Gone are the days where university is only reserved for the privileged few… or so we thought! Ever increasing tuition fees and the revoking of grants is making it difficult for the majority to attend university without financial help. The increase in tuition fees from £3,000 to £9,000 in 2012, left many graduates drowning in debt. Recent figures show that the number of university applicants has continued to decrease, falling by 2% since last year.
Gender pay gap
It seems like everyone’s talking about the gender pay gap, not least the education sector. In the early 20th century the average pay for male teachers was £128, whilst a female teacher earned £86. That converts to £10,500 and £7,100 in today’s financial climate. In comparison the current gender pay gap between teachers reaches a maximum of £2.9K. It’s not limited to pay, research shows male teachers are more likely to secure promotions and hold ‘head of’ roles.

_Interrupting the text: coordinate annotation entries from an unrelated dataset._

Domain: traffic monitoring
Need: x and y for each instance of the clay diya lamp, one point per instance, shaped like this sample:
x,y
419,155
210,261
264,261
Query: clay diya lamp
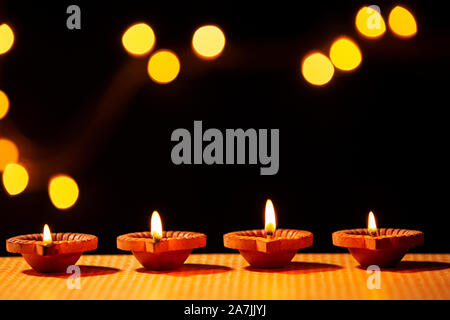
x,y
382,247
51,252
161,250
271,247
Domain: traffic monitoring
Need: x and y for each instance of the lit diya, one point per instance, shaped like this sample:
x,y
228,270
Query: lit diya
x,y
158,249
271,247
372,246
51,252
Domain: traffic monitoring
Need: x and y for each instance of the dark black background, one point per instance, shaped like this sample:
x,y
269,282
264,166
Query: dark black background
x,y
372,139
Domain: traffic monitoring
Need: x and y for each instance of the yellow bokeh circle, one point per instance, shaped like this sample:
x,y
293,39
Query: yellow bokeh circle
x,y
208,42
4,104
9,153
370,23
138,39
317,69
63,191
345,54
15,179
402,22
6,38
163,66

The gender divide in subjects isn’t breaking news! For generations it seems female students have opted for nursing and home economics, whilst male pupils have been pushed into engineering & science-based subjects. Shockingly, 54% of teachers claim they’ve seen female students drop STEM subjects because of parental pressure. The lack of encouragement for females to study STEM subjects has caused a significant technological skills gap in the workforce.
In the 1950’s, 7.7% of government revenue was spent on education. That percentage has increased by 3.3% to 11% for the 2018 budget. The education budget debate has been one of the most prominent for decades, with the majority agreeing state schools are extremely underfunded & understaffed. The reality is the modern teacher is spending their own money on supplies.
While it might not seem like it, class sizes have dramatically decreased in the past century. The average school had a teacher to student ratio of 41:1 in public schools. Due to the serious teacher shortage, we are likely to see these numbers replicated. With the amount of school children estimated to increase by 19.4% between 2017 and 2025, it is estimated there will be a demand for 47,000 extra teachers. This draws concern as teacher training applications are down 15% this year.